Crude prices fell when the Energy Information Administration (EIA) said U.S. crude stocks swelled 4.9 million barrels in the week ended Oct. 7, much more than the 700,000 barrels forecast by analysts polled by Reuters.
Prices bounced back as the market turned its attention to product inventory drawdowns in the same EIA data.

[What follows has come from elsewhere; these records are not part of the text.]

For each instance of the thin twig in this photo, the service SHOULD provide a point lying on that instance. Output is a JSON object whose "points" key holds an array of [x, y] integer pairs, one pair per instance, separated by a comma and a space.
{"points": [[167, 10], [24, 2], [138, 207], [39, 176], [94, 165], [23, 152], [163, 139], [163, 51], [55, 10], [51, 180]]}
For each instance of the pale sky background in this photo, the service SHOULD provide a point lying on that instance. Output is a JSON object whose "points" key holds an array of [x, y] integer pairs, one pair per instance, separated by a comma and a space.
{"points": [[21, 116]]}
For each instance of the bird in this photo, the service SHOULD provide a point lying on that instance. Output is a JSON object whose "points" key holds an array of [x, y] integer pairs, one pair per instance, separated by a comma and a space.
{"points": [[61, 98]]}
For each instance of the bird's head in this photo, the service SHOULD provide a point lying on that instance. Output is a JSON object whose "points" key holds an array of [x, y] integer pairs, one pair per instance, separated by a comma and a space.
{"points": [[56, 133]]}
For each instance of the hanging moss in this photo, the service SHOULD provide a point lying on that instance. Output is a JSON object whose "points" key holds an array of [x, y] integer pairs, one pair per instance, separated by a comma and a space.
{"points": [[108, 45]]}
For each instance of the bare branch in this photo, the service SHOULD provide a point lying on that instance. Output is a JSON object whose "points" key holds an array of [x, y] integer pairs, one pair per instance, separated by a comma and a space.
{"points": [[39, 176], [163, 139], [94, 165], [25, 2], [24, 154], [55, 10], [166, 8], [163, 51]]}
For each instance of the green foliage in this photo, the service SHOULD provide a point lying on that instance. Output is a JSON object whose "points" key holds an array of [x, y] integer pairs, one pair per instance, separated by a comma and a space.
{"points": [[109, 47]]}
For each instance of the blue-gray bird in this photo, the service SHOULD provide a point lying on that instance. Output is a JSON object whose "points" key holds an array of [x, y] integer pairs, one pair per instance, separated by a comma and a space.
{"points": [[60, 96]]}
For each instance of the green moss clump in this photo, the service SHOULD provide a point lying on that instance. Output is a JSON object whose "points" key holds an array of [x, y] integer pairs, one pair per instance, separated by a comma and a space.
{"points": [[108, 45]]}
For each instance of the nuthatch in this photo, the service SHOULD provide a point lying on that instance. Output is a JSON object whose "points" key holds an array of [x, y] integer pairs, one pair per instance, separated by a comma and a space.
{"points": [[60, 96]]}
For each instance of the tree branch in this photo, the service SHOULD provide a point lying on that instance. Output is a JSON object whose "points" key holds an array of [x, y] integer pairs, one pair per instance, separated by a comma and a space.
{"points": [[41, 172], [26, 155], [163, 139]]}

The EIA reported a drop of 3.7 million barrels for distillates, which include diesel and heating oil, and 1.9 million barrels decline for gasoline.
Analysts had expected distillates to draw by just 1.6 million barrels and gasoline to decline by 1.5 million.
U.S. gasoline futures were up about 1.3 percent at $1.4804.
"There is a lot of seasonality in this data," Scott Shelton, energy futures broker at ICAP in Durham, North Carolina, said, adding that crude builds were common this time of year as U.S. refineries headed into maintenance.
Shelton said the rise of crude imports by 110,000 barrels per day (bpd) last week was "marginal" and "hard to get too excited about if you were bearish."
John Kilduff, partner at New York energy hedge fund Again Capital, said that while more crude builds were likely in the coming weeks due to depressed refinery runs, "the declines in distillate fuels, of late, are starting to add up."
"We remain a long way from supplies getting tight, but it is a trend worth monitoring," Kilduff added.
Oil prices have trended higher, with Brent gaining more than 13 percent, since the Organization of the Petroleum Exporting Countries announced on Sept. 27 its first planned output cut in eight years to rein in a global supply glut that forced crude to crash from highs above $100.
But OPEC's production figures jar with its expressed desire to cut output, with the group's September production reaching eight-year highs.
Major oil industry executives and investors at a Reuters Summit in London differed in their views on the price direction for oil in coming months based on OPEC's likely action.
"In 2014, the big opportunity was in prices going down and now the big opportunity is in prices going up. That's the way I see it," said Pierre Andurand, manager of the $1.4 billion Andurand Capital fund in London, which has forecast $60 prices by the year-end.
But some investors see the OPEC plan to curb output as a reason to take a bullish stance on the prospects for crude prices.
"In 2014 the big opportunity was in prices going down and now the big opportunity is in prices going up. That's the way I see it," hedge fund manager Pierre Andurand told the Reuters Commodities Summit.
He added that OPEC's decision in Algiers to limit its overall output to 32.5-33 million bpd "takes off a large wild card from the oil markets for 2017."
The market received some support from China, which imported record volumes of crude oil last month, eclipsing the United States as the world's top buyer of foreign oil for the third time in a year, in a trend that could soon put the Asian nation at the top of the world's oil import table permanently.
China's September crude imports rose 18 percent from a year earlier to 33.06 million tons, or 8.04 million bpd on daily basis, customs data showed, compared with the U.S. four-week average of 7.98 million bpd.
Oil imports hit a record despite a worse-than-expected 10 percent fall in Chinese exports and a 1.9 percent drop in imports that cast a gloomy outlook on its economy.